World Pulses Day 2024: The power of legumes

 

Brussels, 9 January 2024

As stated by the Food and Agriculture Organisation (FAO), legumes play a fundamental role in the transformation to more efficient, inclusive, resilient and sustainable agrifood systems for better production, better nutrition, a better environment, and a better life. Their cultivation helps to optimize the use of fertilizers, with a huge impact on climate change mitigation. Moreover, legumes increase the feed conversion ratio while decreasing methane emissions from ruminants, thereby reducing greenhouse gas emissions and hence contributing to a Better Environment (1). Besides these huge benefits, some pathogens could contaminate legumes, posing a risk for human health. 

To investigate the safety of legumes, researchers from the EU-funded project HOLiFOOD will develop new untargeted and targeted methods for the detection of foodborne pathogens in legumes.

The investigation will involve the Wageningen University (Netherland), the Institute of Sciences of Food Production of the National Research Council of Italy and nano-technology world-player IMEC (Netherland).

 

HOLiFOOD research

Wageningen Food Safety Research is refining an ad hoc method to extract and purify DNA of legumes. Once extracted and purified, DNA of legumes will be subjected to a “quasimetagenomic” approach, developed by the Wageningen University, that combines a selective enrichment with the next generation sequencing technology of metagenomics to detect foodborne pathogens in the legume chain. The emerging pathogens detected via this approach will be isolated from legume samples by the Institute of Sciences of Food Production of the National Research Council of Italy and subjected to DNA extraction and Whole-Genome Sequencing (WGS) so that their traits such as virulence, antibiotic resistance, etcetera, will be detected. Moreover, this methodology will allow the design of species and strain-specific primers that will be used to develop and validate quantitative PCR assays to achieve the real time quantitative detection of the targeted pathogens. 

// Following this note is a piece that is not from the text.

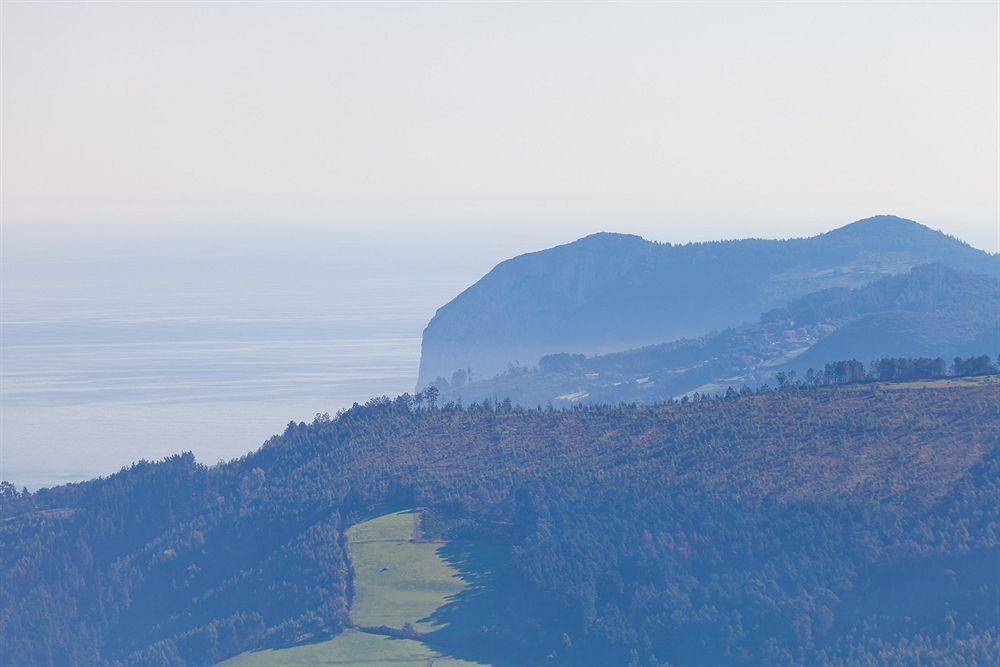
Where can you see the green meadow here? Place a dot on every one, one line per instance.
(360, 649)
(399, 581)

These novel protocols will be transferred to a portable microfluidic device, developed by IMEC, for the on-site and on-time quantitative detection of pathogens in legumes. Bacterial and viral persistence, defined as “repeated isolation of an indistinguishable isolate at sampling times greater than 6 months” (2), may provoke reiterated contamination of food with spoilage or pathogenic microorganisms tainting not only the quality but even the safety of the final products. 

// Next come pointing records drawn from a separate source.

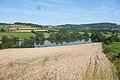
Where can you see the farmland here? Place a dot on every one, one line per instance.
(76, 62)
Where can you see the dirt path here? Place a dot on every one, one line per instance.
(75, 62)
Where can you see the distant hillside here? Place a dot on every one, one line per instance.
(24, 24)
(94, 25)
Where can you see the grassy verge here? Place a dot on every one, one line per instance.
(113, 53)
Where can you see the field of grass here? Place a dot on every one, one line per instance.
(113, 53)
(21, 35)
(75, 62)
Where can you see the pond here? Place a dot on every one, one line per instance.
(48, 43)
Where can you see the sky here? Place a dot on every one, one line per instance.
(54, 12)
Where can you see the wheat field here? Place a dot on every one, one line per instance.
(74, 62)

Recently this was demonstrated for some strains of Yersinia enterocolitica4/O:3 in pork products (3), Listeria monocytogenes and Escherichia coli O157:H7 on the exterior of three common food packaging materials (4), Listeria monocytogenes Serotype 4b Sequence Type 6 in cheese production environment (5) and so on. Similar behaviors could occur for other new pathogenic bacteria or even for the same old strains but in unexpected current and novel food matrices and environments.

CNR-ISPA, WU, and INRAE will significantly provide knowledge on the persistence of pathogens in legumes and relevant processing environment for improved microbe control.

 

References

  1. A guide to World Pulses Day 2024 (fao.org)

  2. Alvarez-Ordóñez A, Leong D, Morgan CA, Hill C, Gahan CG, Jordan K. Occurrence, persistence, and virulence potential of Listeria ivanovii in foods and food processing environments in the Republic of Ireland. Biomed Res Int. 2015;2015:350526. doi: 10.1155/2015/350526.

  3. Kuruwita, D. P., Jiang, X., Darby, D., Sharp, J. L., & Fraser, A. M. (2020). Persistence of Escherichia coli O157:H7 and Listeria monocytogenes on the exterior of three common food packaging materials. Food Control, 112, Article 107153. https://doi.org/ 10.1016/j.foodcont.2020.107153.

  4. Martins BTF, Azevedo EC, Yamatogi RS, Call DR, Nero LA. Persistence of Yersinia enterocolitica bio-serotype 4/O:3 in a pork production chain in Minas Gerais, Brazil. Food Microbiol. 2021 Apr;94:103660. doi: 10.1016/j.fm.2020.103660. Epub 2020 Oct 22. PMID: 33279085.

  5. Nüesch-Inderbinen M, Bloemberg GV, Müller A, Stevens MJA, Cernela N, Kollöffel B, Stephan R. Listeriosis caused by persistence of Listeria monocytogenes Serotype 4b Sequence Type 6 in cheese production environment. Emerg Infect Dis. 2021 Jan;27(1):284-288. doi: 10.3201/eid2701.203266.